Today, I got a briefing from our Budget Office. It’s the one that kicks off the budgeting season, the one where the whole team updates me on revenues coming in, shares projections based on economic indicators, and tells me about forthcoming increases in the county’s financial obligations.
It’s a roller coaster presentation that I’m getting used to. Revenue growth in a good economy is thrilling. Increased costs are sobering. Tough decisions lie ahead.
We’re in better shape than the state. We both have a fiscal cliff at the end of federal COVID money, but theirs is bigger. We used ours only on one-time investments, some of which we want to continue, but theirs was used to put off hard decisions, like how to fund transportation amidst declining gas tax revenue.
I attended the winter meeting of the Maryland Association of Counties in Cambridge last week. They titled the gathering “Eye of the Storm.” The eye is county government, and the storm is Maryland’s fiscal challenges.
Governor Moore warned during his campaign, when he took office, and at last summer’s MACO meeting that the longstanding structural deficit must be confronted, and that doing so would require hard fiscal decisions. But when Transportation Secretary Wiedefeld went public at the start of the week with the outline of what a balanced budget looks like for MDOT, people finally paid attention.
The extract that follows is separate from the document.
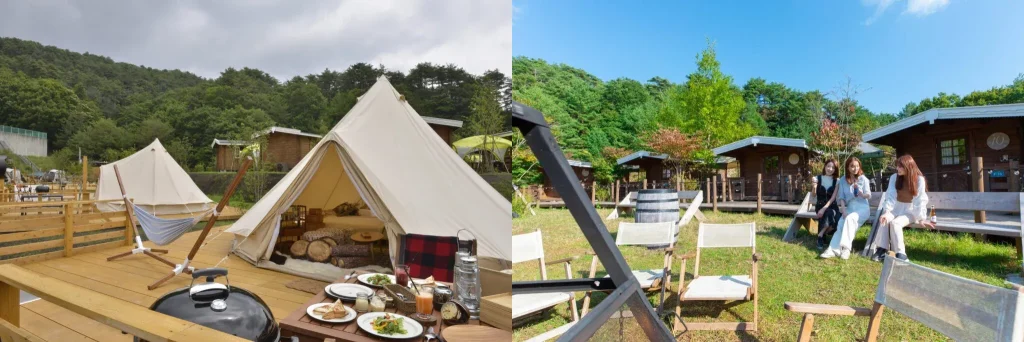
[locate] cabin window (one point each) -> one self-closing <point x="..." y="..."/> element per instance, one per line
<point x="953" y="152"/>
The Moore team knew that the transportation budget would be bitter medicine for county leaders, but the Governor chose to make himself available, very available, to discuss it. After the Secretary offered a preview to Baltimore region County Executives, we asked for an emergency weekend meeting with the Governor himself, and we got one. We warned about political consequences to the cuts, and he listened. We encouraged him to consider revenue enhancements, he reminded us that a commission exists to do just that. He acknowledged that this isn’t the transportation budget that we need to grow our economy, improve our environment, or expand economic opportunity, but that getting where we want to be will require all hands on deck - the General Assembly, county leaders, and the public. In the meantime, we must face the facts that are before us.
Then Governor Moore showed up at the MACO meeting. He spoke bluntly about how we got where we are, and the kind of work that it will take to get where we want to be. He noted that while he’s new to political office, he’s not new to budgets.
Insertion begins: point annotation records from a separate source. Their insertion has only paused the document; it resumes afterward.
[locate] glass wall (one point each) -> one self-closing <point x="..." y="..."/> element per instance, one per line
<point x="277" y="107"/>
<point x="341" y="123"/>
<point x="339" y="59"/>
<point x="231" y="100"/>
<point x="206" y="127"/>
As badly as I want state funds to pay for transit and road improvements in our county, I found his words refreshing, and necessary. I wondered if there was still such a thing as a fiscally responsible Republican, and if so whether they were willing to support the message. I wondered whether Democrats were willing to get on board with some sacrifice, and to give the governor they elected the time and the space needed to build public and political support for complex solutions to decades-old challenges.
My advice to the Governor and his team is this. Keep on showing up. Keep on reaching out. Keep on being transparent. And then when it’s time to do the hard stuff, whether it’s cutting spending or raising revenue, we can do it together.
But I can’t offer that kind of advice if I don’t practice it, and that’s why once again we will hold a Budget Town Hall in each of our seven council districts, to share our budget outlook and hear the priorities of anyone and everyone who chooses to attend. They take place in January and the first week of February, and just as I’ve done 35 times over the last five years, I will be accompanied at the front table by the County Council member who represents the district.
So welcome to budget season, the hardest season in government. Let’s get to work, together.